According to the grapevine, Jose “Bonito” Singson will shortly start the construction of two more boutique hotels in the capital town of Vigan and neighboring Bantay, following the Spanish colonial template of his first venture, Hotel Felicidad, in the Unesco heritage site.
The two planned hotels will have a combined capacity of 177 rooms, in addition to Hotel Felicidad’s 34 guest rooms and suites. According to the website TripAdvisor, the average room rate for Hotel Felicidad ranges from $57 to $98 a night.
Last month, the Philippine Councilor’s League held a convention in Vigan, and instead of the expected 2,000 delegates, 3,500 descended into the city, prompting a scramble for extra accommodation given that Vigan and nearby towns number only had about 1,500 hotel rooms.
Singson’s property play appears well thought-out.

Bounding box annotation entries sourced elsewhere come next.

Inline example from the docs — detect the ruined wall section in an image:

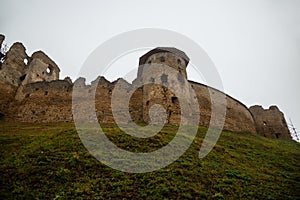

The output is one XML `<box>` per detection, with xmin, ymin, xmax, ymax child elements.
<box><xmin>10</xmin><ymin>77</ymin><xmax>142</xmax><ymax>123</ymax></box>
<box><xmin>21</xmin><ymin>51</ymin><xmax>60</xmax><ymax>85</ymax></box>
<box><xmin>8</xmin><ymin>80</ymin><xmax>72</xmax><ymax>122</ymax></box>
<box><xmin>190</xmin><ymin>81</ymin><xmax>256</xmax><ymax>133</ymax></box>
<box><xmin>249</xmin><ymin>106</ymin><xmax>291</xmax><ymax>139</ymax></box>
<box><xmin>0</xmin><ymin>42</ymin><xmax>29</xmax><ymax>86</ymax></box>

His BCS Group has built a 1,000-capacity convention center near the Vigan cathedral, where incidentally he operates a strip mall with the Jollibee Group as the anchor tenant.
And in anticipation of a construction boom, Singson in November broke ground for his BCS Home Depot, a one-stop shop for construction and home improvement supplies, given his more ambitious plan to build a 100-hectare township just outside Vigan.

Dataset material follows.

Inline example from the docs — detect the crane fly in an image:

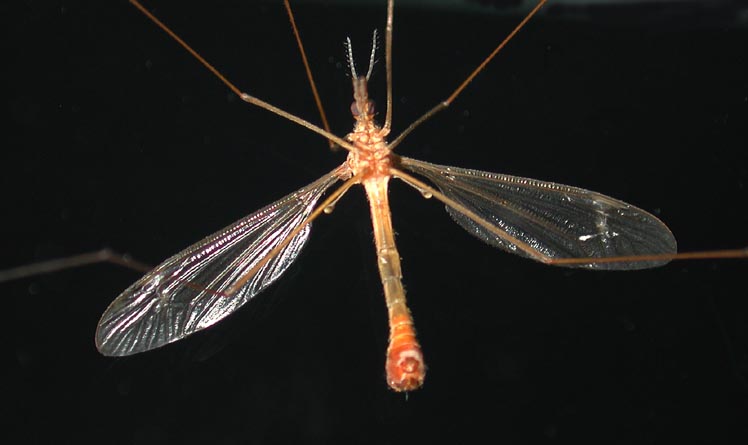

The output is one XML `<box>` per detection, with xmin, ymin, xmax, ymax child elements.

But that, as they say, is another – and bigger – story.
Singapore venture follows HK’s Healthway
Following the success of the Hong Kong venture Healthway Medical Clinics in the Philippines, a Singapore-listed medtech investor has acquired majority stake in a Quezon City medical diagnostic clinic as its entry point in the growing local outpatient market.

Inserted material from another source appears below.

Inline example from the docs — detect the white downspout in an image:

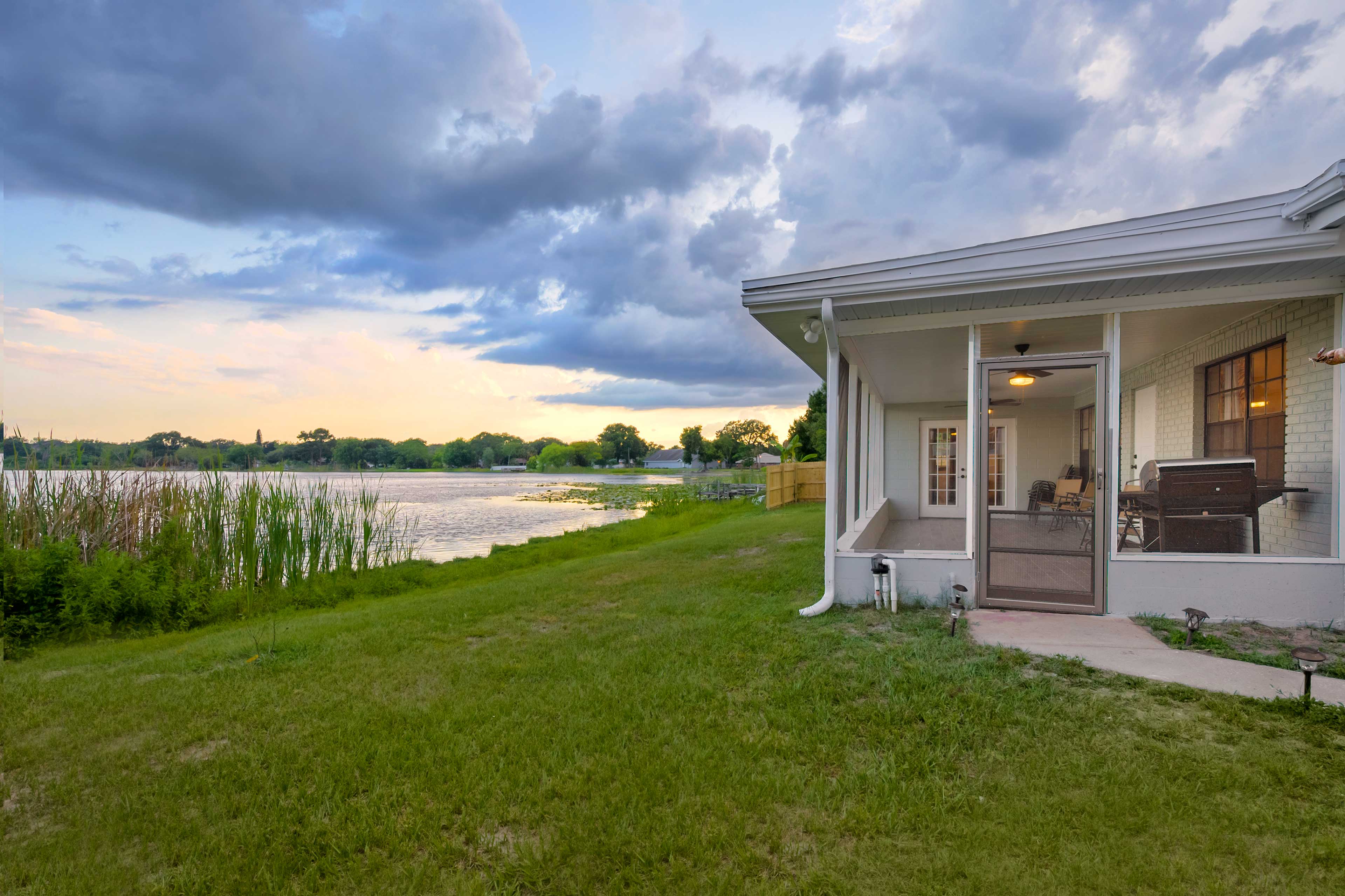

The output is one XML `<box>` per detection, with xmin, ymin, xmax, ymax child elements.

Clearbridge Health is paying nearly P70 million to acquire a 65 percent stake in Marzan Health Care clinic, with founders Edison Marzan and Visitacion Magtibay retaining 35 percent.
“Marzan Health Care has the required licences to provide a wide range of medical services in the Philippines, and that this would accelerate the group’s expansion into the country as the process of building up the infrastructure and obtaining similar licences can typically take an extended period of time,” Clearbridge Health said.
Marzan Health Care itself was founded only in March 2015, predicating its grown on a franchising program “at a cost lower than the industry dictates.”
Money talks
• Ayala Corp. picked up about P150 million in loose change disposing Ayala Land and BPI shares between Thanksgiving and Christmas.
• All six criminal complaints filed by the breakaway Cruz Marcelo Tenefrancia law firm against their former partners Villaraza and Angangco, seven including a libel complaint, have been dismissed by the Taguig Prosecutor’s Office.